If you want ideas to grow, share them. That thought shaped my work for the European Forest Institute, where the visual identity process was opened up across the organisation rather than kept behind closed doors. EFI’s own communications strategy talks about engagement and knowledge sharing as core to how it works, and the brief emphasised transparency and innovation too.

I involved their 150 employees in the process through questionnaires and process presentations, sharing the design thinking as it developed. It mattered because EFI is not a small or simple organisation: it is an international, knowledge-based institute with staff from 41 nationalities, working across research, policy and practice. Rather than arriving with a finished answer, I wanted the identity to grow through dialogue, so people could see their organisation reflected in it.

Client

European Forest Institute

Services

  • Visual Identity
  • Brand Guidelines

The final direction built from something EFI already valued deeply: its existing logo. The brief was clear that the logo should remain, and that staff loved it.

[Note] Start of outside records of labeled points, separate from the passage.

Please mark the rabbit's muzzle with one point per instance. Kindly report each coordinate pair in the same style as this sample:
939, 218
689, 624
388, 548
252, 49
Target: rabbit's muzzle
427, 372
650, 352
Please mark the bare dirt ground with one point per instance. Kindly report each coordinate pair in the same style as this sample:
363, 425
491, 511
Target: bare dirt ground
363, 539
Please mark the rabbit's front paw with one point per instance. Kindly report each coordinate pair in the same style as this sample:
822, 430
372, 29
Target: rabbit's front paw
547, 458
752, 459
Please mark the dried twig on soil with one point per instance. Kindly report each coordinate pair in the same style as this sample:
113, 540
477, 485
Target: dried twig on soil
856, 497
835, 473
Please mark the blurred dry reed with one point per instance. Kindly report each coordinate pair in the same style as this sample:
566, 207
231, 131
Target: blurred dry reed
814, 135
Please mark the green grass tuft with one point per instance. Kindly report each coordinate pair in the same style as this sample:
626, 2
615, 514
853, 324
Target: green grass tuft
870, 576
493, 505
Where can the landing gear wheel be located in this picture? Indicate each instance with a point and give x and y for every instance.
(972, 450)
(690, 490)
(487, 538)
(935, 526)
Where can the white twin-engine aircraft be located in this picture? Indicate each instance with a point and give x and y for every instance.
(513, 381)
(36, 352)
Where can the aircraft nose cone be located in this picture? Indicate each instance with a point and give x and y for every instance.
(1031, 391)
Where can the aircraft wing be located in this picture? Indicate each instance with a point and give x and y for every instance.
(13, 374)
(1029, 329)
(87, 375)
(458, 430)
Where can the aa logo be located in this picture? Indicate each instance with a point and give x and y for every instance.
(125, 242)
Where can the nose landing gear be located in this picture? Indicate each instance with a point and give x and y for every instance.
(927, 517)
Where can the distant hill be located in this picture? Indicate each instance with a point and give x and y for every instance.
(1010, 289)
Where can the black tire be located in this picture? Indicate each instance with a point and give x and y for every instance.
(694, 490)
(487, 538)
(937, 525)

So instead of reinventing it, I gave it a small refresh and looked more closely at what was already there. By zooming into the leaf’s outline, the identity began to tell a wider story: a form (and organisation) that adapts with agility, embodies purpose, drives change and sparks curiosity and innovation.

That approach also helped answer the practical needs in the brief. EFI wanted something timeless, flexible and adaptable across future channels, with more consistency, a complementary colour system, and less reliance on stock imagery. The result was a visual language where every curve of the leaf could keep working hard – shaping a sustainable future while giving the organisation more room to speak with clarity, coherence and innovation.